Customers now are more aware of the stringent recovery point (amount of data they can afford to lose) and recovery time objectives (time they can afford to be down) for their applications.
And, reflecting its newfound status, backup and recovery is taking on a more sophisticated, grown-up name: data protection, which encompasses backup, recovery, archiving, retrieval, disaster recovery and business continuity. According to IDC, the back-up, archiving and replication software market will grow from $4.3 b in 2003 to $6.58 b by 2008, representing 54% of storage software expenditures.

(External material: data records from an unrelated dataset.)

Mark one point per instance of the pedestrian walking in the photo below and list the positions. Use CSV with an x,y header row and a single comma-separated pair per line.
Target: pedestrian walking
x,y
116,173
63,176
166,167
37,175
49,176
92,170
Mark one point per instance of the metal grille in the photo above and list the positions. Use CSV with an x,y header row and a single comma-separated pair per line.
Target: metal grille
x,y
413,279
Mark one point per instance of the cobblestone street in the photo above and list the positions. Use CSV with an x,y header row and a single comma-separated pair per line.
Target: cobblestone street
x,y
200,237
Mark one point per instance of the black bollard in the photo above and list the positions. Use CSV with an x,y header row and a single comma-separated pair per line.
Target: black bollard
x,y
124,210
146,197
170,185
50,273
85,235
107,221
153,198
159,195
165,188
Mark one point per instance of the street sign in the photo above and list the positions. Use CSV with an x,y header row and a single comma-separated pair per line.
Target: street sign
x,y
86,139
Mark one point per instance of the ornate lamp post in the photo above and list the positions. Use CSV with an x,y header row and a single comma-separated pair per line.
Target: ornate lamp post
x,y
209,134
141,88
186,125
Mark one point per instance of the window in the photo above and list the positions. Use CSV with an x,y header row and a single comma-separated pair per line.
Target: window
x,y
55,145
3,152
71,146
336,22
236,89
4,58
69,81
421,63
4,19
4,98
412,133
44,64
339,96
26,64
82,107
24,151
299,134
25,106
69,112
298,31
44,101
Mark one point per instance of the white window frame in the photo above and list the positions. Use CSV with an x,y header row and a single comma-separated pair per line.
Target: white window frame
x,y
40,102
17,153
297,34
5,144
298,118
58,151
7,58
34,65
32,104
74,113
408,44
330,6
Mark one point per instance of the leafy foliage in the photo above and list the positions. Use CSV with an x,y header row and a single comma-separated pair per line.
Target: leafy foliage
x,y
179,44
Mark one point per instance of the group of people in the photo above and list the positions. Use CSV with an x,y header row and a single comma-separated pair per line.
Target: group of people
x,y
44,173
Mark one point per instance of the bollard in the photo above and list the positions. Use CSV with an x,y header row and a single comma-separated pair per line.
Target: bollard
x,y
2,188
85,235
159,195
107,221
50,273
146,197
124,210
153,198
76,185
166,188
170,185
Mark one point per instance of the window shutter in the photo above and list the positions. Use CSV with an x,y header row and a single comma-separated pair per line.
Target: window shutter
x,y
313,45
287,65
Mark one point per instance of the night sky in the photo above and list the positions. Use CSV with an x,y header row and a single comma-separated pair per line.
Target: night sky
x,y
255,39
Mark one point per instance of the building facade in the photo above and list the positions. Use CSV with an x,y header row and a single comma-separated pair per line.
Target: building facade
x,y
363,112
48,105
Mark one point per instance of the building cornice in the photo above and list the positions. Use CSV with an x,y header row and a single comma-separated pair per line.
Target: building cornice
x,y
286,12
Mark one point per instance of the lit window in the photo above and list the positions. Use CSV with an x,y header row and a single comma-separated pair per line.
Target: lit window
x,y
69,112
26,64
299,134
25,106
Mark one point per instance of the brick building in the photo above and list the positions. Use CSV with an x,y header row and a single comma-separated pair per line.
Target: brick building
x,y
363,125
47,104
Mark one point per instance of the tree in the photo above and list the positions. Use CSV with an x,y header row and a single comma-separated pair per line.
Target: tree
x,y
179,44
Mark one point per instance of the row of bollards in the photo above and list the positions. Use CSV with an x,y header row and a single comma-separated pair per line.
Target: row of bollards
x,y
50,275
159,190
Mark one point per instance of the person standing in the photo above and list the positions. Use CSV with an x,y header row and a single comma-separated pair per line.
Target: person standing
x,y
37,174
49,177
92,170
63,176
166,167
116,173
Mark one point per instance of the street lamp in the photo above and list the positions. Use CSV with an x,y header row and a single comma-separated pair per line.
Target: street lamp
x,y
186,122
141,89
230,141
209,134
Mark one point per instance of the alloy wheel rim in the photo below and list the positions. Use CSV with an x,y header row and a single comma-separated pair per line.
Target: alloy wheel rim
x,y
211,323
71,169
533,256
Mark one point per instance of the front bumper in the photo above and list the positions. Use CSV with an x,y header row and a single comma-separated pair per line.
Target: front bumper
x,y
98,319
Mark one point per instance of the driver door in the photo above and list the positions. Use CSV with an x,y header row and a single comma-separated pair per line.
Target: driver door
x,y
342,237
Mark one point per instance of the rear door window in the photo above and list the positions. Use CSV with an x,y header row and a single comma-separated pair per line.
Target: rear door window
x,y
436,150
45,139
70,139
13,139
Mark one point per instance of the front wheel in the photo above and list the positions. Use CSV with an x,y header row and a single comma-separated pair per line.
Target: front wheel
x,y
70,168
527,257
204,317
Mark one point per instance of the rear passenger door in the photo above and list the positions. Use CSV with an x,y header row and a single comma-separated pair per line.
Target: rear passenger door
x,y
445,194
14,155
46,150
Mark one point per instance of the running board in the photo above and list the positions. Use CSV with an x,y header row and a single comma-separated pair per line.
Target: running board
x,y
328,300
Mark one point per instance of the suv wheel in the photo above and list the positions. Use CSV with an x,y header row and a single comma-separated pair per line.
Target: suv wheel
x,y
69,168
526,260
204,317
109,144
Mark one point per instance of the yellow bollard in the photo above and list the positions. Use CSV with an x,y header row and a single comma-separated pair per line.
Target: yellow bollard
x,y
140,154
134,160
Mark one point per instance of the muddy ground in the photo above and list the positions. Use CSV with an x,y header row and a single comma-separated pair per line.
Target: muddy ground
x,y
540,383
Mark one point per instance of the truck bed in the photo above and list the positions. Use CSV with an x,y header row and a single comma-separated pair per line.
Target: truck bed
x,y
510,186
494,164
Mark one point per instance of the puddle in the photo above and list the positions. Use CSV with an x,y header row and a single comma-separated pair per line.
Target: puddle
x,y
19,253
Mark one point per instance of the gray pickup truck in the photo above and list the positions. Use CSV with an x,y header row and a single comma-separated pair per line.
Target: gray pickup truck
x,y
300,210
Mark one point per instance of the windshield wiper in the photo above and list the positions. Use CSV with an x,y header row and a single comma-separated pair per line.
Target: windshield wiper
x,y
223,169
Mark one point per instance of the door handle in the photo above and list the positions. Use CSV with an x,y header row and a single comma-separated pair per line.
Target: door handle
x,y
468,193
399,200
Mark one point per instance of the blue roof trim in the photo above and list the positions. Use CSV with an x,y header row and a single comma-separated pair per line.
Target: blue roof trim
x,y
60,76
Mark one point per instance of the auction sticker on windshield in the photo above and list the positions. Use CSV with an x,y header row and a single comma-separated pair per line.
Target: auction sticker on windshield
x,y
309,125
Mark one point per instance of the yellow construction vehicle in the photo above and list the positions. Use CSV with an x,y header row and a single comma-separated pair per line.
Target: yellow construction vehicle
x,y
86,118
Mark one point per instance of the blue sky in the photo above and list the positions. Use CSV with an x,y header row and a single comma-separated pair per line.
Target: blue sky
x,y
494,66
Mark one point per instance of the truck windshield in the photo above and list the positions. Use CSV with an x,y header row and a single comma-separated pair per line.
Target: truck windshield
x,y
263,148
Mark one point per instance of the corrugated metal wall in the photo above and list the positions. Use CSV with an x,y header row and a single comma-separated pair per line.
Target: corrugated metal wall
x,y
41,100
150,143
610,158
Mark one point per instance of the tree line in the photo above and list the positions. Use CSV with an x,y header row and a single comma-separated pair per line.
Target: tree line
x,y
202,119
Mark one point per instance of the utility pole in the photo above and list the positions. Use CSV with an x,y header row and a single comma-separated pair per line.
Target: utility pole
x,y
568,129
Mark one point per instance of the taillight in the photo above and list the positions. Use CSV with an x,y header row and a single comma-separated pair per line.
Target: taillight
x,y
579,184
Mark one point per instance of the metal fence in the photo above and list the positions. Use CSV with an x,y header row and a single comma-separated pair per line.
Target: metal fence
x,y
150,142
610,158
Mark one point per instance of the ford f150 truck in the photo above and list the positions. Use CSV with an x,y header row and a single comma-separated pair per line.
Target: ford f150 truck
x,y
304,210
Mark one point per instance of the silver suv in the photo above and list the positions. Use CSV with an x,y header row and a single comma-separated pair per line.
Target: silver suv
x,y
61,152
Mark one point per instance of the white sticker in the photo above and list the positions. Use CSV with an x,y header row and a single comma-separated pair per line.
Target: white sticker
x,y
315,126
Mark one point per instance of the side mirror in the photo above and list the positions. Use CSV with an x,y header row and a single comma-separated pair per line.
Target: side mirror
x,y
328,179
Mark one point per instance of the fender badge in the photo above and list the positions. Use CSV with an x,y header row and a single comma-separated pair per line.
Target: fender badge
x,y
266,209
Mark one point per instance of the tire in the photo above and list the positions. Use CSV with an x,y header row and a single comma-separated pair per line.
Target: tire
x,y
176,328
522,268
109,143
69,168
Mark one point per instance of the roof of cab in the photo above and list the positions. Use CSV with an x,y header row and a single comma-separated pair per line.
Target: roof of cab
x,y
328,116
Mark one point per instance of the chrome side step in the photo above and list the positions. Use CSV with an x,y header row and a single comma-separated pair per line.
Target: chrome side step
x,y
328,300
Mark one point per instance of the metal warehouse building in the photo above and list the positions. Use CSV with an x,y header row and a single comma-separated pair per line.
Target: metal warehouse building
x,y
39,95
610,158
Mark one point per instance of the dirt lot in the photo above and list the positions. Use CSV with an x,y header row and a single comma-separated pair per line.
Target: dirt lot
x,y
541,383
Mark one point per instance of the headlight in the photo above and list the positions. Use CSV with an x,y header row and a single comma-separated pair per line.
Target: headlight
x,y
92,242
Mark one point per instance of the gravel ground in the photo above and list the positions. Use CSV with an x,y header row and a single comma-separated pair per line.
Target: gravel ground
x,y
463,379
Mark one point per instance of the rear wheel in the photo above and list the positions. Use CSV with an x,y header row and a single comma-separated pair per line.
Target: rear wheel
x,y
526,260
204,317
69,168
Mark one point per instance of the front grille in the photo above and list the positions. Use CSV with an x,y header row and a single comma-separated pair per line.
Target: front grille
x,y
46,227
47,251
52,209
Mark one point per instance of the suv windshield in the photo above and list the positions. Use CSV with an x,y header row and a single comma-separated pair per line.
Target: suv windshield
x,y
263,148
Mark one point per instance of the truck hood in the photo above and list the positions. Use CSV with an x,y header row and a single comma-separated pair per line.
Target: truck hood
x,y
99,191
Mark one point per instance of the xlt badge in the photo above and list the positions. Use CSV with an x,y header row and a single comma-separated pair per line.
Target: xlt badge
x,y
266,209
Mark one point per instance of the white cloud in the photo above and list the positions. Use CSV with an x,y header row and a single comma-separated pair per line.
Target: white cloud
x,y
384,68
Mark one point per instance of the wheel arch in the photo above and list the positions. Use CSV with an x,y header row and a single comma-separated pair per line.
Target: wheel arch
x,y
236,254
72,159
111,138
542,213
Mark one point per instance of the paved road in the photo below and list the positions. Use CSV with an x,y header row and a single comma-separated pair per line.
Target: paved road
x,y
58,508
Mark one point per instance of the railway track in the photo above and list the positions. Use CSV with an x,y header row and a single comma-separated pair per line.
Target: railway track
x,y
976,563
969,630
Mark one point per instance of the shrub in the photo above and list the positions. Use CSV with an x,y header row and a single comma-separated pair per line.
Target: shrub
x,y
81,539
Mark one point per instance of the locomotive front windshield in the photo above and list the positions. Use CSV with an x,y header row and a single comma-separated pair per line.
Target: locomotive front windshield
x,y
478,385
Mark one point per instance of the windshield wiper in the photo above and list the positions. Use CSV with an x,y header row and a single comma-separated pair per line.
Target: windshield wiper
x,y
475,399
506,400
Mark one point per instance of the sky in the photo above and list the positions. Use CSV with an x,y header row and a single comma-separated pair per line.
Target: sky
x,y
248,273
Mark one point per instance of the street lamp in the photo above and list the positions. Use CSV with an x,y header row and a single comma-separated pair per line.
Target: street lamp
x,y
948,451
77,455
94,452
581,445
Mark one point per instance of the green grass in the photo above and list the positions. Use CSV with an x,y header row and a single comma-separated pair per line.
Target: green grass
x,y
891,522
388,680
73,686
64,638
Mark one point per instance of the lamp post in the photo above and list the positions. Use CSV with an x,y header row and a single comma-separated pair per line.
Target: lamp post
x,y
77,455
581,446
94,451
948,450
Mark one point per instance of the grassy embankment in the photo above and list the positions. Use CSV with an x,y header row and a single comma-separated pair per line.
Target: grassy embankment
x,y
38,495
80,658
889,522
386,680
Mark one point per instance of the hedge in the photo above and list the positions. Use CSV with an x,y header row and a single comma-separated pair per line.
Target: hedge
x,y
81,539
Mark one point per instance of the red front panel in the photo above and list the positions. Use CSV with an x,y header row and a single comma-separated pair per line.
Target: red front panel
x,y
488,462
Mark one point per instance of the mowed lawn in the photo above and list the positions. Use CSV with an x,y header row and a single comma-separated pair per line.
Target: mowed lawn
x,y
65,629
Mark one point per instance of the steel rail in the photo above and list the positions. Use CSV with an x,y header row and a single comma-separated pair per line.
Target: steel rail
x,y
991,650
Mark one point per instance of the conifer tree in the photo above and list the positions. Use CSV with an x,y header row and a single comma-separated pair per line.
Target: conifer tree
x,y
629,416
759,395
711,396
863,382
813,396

While the term "data protection" covers a lot of ground, it's the first four areas - backup, recovery, archiving and retrieval - that are currently of highest interest. Companies now realize they must be able to recover specific pieces of data from financial records, e-mail, instant messaging logs and the like if it's even to be used as evidence in a legal case. The bottom line is backup, restoration and safe archiving of electronic data can no longer be a "hope it works" proposition.
An enterprise class backup and recovery solution is considered as the last line of defense against any disaster and is considered mandatory in any disaster recovery and business continuity plan.
"Planning on a whiteboard will never enable you to test the effect of moving data to a new storage environment. Opt for products from vendors who allow you to plan your changes, understand their impact, test and validate an implementation, document its effects, and maintain an ongoing events analysis."